Bakkt shares fell in premarket trading. Source: Yahoo! Finance

Shares closed up 0.71% at $9.92 on Monday but fell 9.14% to $9.00 in premarket trading on Tuesday after the release.

Related: US Senator Asks Mark Zuckerberg on Meta's Stablecoin Plans

Bakkt goes on all stablecoins

Bakkt's revenue decline comes as the company is in the midst of a major pivot away from crypto trading infrastructure toward stable coin payments and agency AI.

The company closed the acquisition of Distributed Technology Research on April 30, bringing with it an AI-native payment engine and stablecoin compliance stack. It has signed a memorandum of understanding with stablecoin provider Zot, targeting $1 billion in annual payment volumes in South Asia, the Middle East and Sub-Saharan Africa.

“We believe that stablecoin infrastructure represents one of the most significant structural changes in global finance in decades,” CEO Akshay Naheta said in an earnings statement, as the GENIUS Act and the CLARITY Act allow regulatory tailwinds to increase the value of Bakkt's licensed infrastructure.

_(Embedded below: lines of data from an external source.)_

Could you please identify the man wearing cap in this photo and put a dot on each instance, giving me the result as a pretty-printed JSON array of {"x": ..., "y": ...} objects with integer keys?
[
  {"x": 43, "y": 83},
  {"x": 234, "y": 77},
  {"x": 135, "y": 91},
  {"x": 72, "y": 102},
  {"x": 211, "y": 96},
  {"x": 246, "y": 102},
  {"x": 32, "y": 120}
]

Related: OpenTrade Pays $17 Million to Expand Stablecoin Product Platform

Stablecoin infrastructure attracts interest

Bakkt's pivot comes as public market investor interest in stablecoin infrastructure companies grows.

Shares of Circle Internet Group rose nearly 16% on Monday after the USDC issuer reported a 20% rise in first-quarter revenue and reserve revenue to $694 million, and a $222 million presale of its ARC blockchain token at a fully mixed network valuation of $3 billion.

Debt results show USDC in circulation grew 28 percent year-over-year to $77 billion at quarter-end, while onchain transaction volume rose 263 percent to $21.5 trillion.